第31章 妹妹一觉醒来,发现多了床、桌子、椅子(2/2)
“哥,这也是你用那些破桌破凳打出来的?”
陈卫东点了点头。
陈卫兰又站起来,走到门边。
门是新的——不,不是新的,是用旧木板拼的,但拼得严丝合缝,推了推,稳稳噹噹的。
门框也是木头做的,塞在门洞里,严严实实的。
门閂是铁的,一推就插上了。
“哥,这门也是你打的?”她回头看他。
“嗯。”
“我睡了一觉,你就打了床、打了门、打了桌子椅子,还把房间扫乾净了?”她掰著手指头数,越数越觉得不可思议,
“哥,你这手脚也太利索了!这才多大一会儿啊?”
“没多大一会儿。
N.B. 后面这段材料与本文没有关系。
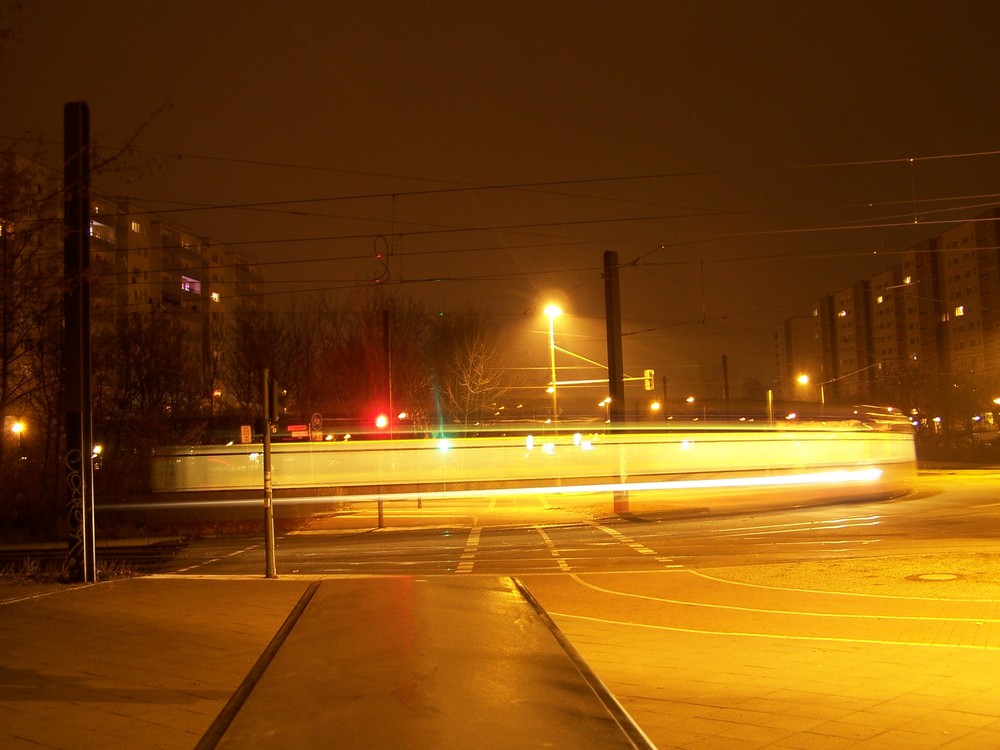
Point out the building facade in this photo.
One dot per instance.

”陈卫东说,“你饿不饿?”
他不说还好,一说,陈卫兰的肚子就咕嚕叫了一声。
她不好意思地捂住肚子,笑了笑。
陈卫东刚要说什么,外面突然传来脚步声。
脚步声不重,踩在食堂外面的泥地上,沙沙的,走得有点急。
紧接著,一个女人的声音从大堂那边传过来,轻轻的,带著点试探。
“里面有人吗?”
陈卫东的身体僵了一下。
这个声音,他听了太多年了。
不是在1977年听的,是在梦里听的。
四十多年的梦里,这个声音一遍一遍地响起来,又一遍一遍地消散。
他每次伸手去抓,都抓不住。
苏晓彤。
他上一世最大的遗憾。
那个给他送过两个煮鸡蛋、冲他笑了一下的女知青。
那个后来嫁给家暴男、被虐待得病而死的女人。
那个他在玉米地里坐到半夜、想了又想、恨了又恨的人。
陈卫东深吸了一口气,稳住声音,朝外面应了一声:“有人。”
他转身往外走,脚步比平时快了些。
陈卫兰跟在他后面,小跑著才跟上。
大堂里黑漆漆的,只有门口透进来一点月光。
一个人影站在门口,手里拿著什么东西,正往里探著身子。
陈卫东把手里拿著的另一根蜡烛——
刚才在房间里点了一根,手里还拿著一根备用的——
凑到烛台上点燃了,火光跳了两下,亮起来。
火光映在那个人脸上。
苏晓彤。
十八岁的苏晓彤。
她站在门口,穿著一件洗得发白的蓝色外衣,袖子长了些,挽了两道,露出一截细瘦的手腕。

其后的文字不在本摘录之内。